A case of atypical Kawasaki disease with giant coronary artery aneurysm containing thrombus.

INTRODUCTION: Kawasaki disease (KD) is an acute febrile, systemic vasculitic syndrome of unknown etiology, occurring primarily in children younger than 5 years of age. Administration of IVIG within the first 10 days after onset of fever in combination with high dose aspirin reduces the risk of coronary artery damage in KD. Though rare, giant aneurysms of the coronary arteries may develop in untreated cases and prove extremely challenging to manage. CASE
PRESENTATION: A 9-month-old Caucasian boy presented to our paediatric emergency department with a 4-week history of intermittent pyrexia and irritability. Typical mucocutaneous signs of Kawasaki Disease were absent upon presentation. A trans-thoracic echocardiogram identified a giant aneurysm of the left anterior descending artery with thrombus formation in-situ and the child was managed with intravenous immunoglobulin, steroids, high dose aspirin therapy and later warfarinisation. DISCUSSION: Cardiovascular sequelae of Kawasaki disease include giant coronary artery aneurysms with thrombosis. Enlargement of a coronary aneurysm after the acute phase of Kawasaki disease is uncommon and the outcome of interventional approaches poorly studied.

Introduction

Kawasaki disease (KD) is an acute vasculitic syndrome of unknown etiology affecting small and medium-sized arteries in infants and young children. It was described in 1961 by Tomisaku Kawasaki in a 4-year-old child with a fever and rash at the Red Cross Hospital in Tokyo. 80% of patients are younger than 5 years of age and boys are more susceptible than girls with a ratio of roughly 1.5:1. The disease occurs most frequently in winter and spring. Young infants have the highest rate of aneurysm development and often exhibit incomplete clinical signs and symptoms. Giant coronary artery aneurysms (with internal diameters above 8mm) are seen in 0.5% to 1% of adequately treated patients.

Patient

An 8.0kg, nine-month-old son of healthy Caucasian parents, born by normal vaginal delivery at forty weeks of gestation, presented to our Paediatric Emergency Department with a four-week history of intermittent pyrexia and irritability. Initial coryzal symptoms were attributed to a possible upper respiratory tract infection, with the subsequent development of an urticarial rash two weeks later thought to be the result of a food allergy. He subsequently developed occasional bouts of vomiting, pallor and a noticeable loss in weight, prompting his eventual referral. He had received a seven-day course of oral Augmentin to no effect.

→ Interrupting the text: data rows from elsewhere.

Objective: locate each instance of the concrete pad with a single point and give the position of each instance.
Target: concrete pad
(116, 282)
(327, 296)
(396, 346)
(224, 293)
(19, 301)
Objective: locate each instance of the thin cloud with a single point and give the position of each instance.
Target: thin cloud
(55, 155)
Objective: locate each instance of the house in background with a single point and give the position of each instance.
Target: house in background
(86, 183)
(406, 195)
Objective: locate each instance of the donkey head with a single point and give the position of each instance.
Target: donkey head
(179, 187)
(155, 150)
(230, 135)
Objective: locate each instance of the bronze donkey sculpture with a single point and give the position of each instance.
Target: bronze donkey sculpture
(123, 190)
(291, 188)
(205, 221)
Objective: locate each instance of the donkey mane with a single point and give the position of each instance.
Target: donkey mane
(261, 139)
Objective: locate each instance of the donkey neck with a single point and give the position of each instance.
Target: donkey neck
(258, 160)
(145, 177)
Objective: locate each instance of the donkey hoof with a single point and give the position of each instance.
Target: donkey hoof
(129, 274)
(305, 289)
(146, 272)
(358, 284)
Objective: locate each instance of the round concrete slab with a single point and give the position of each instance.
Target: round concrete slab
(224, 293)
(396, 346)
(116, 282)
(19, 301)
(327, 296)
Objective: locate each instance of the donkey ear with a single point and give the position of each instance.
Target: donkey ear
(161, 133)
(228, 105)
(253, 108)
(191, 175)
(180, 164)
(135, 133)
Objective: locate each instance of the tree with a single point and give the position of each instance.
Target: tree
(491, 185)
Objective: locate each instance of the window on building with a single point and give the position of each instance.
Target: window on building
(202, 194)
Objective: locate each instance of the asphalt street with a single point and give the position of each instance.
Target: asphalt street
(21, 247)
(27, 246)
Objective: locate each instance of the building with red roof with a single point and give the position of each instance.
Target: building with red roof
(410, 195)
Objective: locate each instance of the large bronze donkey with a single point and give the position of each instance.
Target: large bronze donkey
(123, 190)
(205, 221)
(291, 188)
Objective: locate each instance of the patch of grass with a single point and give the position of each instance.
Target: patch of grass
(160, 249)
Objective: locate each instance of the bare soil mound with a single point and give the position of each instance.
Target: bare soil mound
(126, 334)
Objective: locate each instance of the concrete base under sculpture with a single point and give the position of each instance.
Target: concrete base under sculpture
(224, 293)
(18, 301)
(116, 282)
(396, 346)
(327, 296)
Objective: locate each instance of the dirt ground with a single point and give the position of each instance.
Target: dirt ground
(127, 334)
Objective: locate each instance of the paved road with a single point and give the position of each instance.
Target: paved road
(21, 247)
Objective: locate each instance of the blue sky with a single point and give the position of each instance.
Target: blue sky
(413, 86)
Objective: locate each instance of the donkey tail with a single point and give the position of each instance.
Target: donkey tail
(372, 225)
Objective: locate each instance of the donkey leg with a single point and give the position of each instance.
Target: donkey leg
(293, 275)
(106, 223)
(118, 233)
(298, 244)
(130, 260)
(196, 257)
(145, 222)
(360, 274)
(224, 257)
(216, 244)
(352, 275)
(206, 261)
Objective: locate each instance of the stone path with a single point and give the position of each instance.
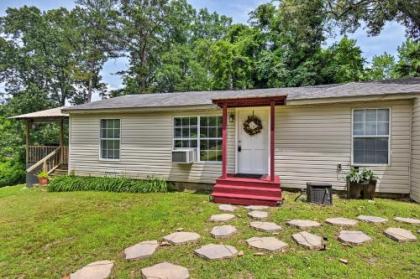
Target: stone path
(216, 251)
(309, 240)
(353, 237)
(165, 270)
(222, 217)
(412, 221)
(341, 221)
(182, 237)
(95, 270)
(303, 224)
(257, 214)
(141, 250)
(400, 235)
(269, 243)
(372, 219)
(227, 207)
(257, 207)
(265, 226)
(223, 231)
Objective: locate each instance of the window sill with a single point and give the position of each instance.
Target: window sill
(370, 165)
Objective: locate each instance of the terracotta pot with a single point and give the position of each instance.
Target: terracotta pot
(361, 190)
(42, 181)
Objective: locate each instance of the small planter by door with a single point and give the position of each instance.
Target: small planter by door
(42, 181)
(361, 190)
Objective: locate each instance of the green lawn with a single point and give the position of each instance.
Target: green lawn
(49, 235)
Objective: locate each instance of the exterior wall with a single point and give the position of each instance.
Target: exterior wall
(310, 141)
(146, 145)
(415, 152)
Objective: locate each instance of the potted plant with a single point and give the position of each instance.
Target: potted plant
(361, 183)
(43, 178)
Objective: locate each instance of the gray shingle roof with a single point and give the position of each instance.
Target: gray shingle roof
(203, 98)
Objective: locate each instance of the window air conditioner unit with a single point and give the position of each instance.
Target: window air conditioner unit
(184, 156)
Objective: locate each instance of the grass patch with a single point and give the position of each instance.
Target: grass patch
(107, 184)
(48, 235)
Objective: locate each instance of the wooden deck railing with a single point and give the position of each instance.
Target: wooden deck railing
(47, 158)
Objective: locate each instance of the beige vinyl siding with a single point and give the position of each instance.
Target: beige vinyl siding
(311, 140)
(415, 152)
(146, 145)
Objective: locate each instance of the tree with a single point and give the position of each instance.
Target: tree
(95, 40)
(409, 59)
(383, 67)
(343, 62)
(350, 14)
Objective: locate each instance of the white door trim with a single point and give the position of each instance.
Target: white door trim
(237, 127)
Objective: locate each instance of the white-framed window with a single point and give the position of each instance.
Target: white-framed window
(210, 138)
(110, 136)
(185, 132)
(204, 133)
(371, 130)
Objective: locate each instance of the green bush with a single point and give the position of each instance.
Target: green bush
(11, 173)
(107, 184)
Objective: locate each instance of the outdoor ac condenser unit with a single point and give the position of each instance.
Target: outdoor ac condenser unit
(184, 156)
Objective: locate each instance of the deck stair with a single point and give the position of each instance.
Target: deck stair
(247, 191)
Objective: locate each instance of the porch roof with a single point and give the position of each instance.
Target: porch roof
(162, 101)
(48, 114)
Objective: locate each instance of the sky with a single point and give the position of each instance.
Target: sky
(390, 38)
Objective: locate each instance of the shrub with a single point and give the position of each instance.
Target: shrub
(107, 184)
(360, 175)
(43, 174)
(11, 173)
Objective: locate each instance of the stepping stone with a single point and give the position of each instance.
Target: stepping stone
(227, 207)
(412, 221)
(353, 237)
(223, 231)
(95, 270)
(303, 224)
(182, 237)
(270, 243)
(216, 251)
(141, 250)
(309, 240)
(257, 214)
(372, 219)
(222, 217)
(165, 270)
(265, 226)
(256, 207)
(340, 221)
(400, 235)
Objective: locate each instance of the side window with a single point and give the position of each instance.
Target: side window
(371, 136)
(110, 139)
(185, 132)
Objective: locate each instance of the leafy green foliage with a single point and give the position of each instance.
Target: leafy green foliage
(351, 13)
(364, 175)
(107, 184)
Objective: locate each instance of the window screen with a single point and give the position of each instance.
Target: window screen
(371, 136)
(110, 138)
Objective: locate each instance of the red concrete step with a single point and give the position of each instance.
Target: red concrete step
(245, 196)
(244, 201)
(258, 191)
(247, 182)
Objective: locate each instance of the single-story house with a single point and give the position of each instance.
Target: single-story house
(252, 143)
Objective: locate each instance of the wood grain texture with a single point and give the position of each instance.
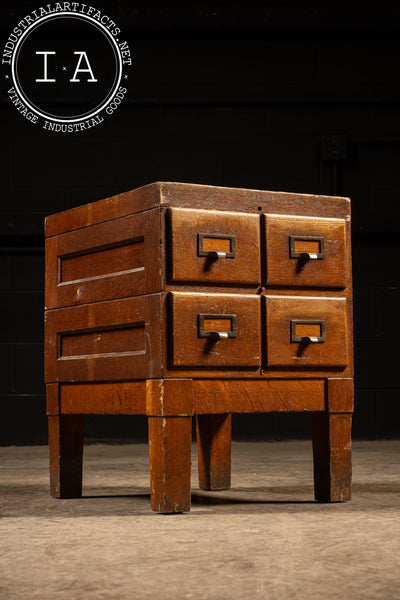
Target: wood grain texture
(332, 456)
(97, 263)
(256, 201)
(122, 363)
(187, 265)
(188, 349)
(170, 455)
(169, 397)
(282, 270)
(52, 399)
(125, 285)
(66, 452)
(282, 352)
(279, 395)
(340, 395)
(115, 207)
(197, 196)
(214, 451)
(117, 398)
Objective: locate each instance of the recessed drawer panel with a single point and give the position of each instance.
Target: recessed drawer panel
(215, 330)
(306, 332)
(214, 246)
(305, 251)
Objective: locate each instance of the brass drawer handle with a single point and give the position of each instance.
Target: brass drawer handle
(308, 247)
(307, 332)
(207, 245)
(209, 333)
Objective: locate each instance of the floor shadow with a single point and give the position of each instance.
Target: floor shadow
(204, 500)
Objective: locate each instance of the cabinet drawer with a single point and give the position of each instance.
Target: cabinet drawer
(215, 330)
(305, 251)
(214, 246)
(306, 332)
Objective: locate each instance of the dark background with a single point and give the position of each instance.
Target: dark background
(294, 96)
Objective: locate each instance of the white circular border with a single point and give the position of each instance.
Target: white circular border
(84, 18)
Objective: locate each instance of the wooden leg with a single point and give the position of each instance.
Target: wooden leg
(332, 456)
(170, 462)
(66, 452)
(214, 451)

Clinical examination confirmed a markedly irritable child that was pale and febrile at 38.5°C. His oxygen saturation was 95% in air, and his pulse rate stood at 152 beats per minute, with a grade 2/6 ejection systolic murmur heard at the lower left sternal edge. He was tachypnoeic with a respiratory rate of 65 breaths per minute, displayed bilateral subcostal recessions and a 4cm tender hepatomegaly. A full sepsis screen was carried out, and the child was commenced on intravenous ceftriaxone.

A complete blood count revealed a normocytic normochromic anaemia with a haemoglobin level of 7.6g/dl, a leucocytosis of 21.8×10/l with a lymphocytosis of 12×10 and a normal platelet count. Cerebrospinal fluid was sterile albeit a mild pleocytosis, with a normal protein concentration. His blood and urine cultures were sterile. A raised C-Reactive Protein of 144 and an Erythrocyte Sedimentation Rate of 115mm/hr indicated a marked inflammatory response. His liver and renal function tests were completely normal, and he had no evidence of disseminated intravascular coagulation. Abdominal ultrasound showed a homogenous hepatomegaly with no other focal abnormalities. The Chest X-ray showed a small right pleural effusion with no cardiomegaly.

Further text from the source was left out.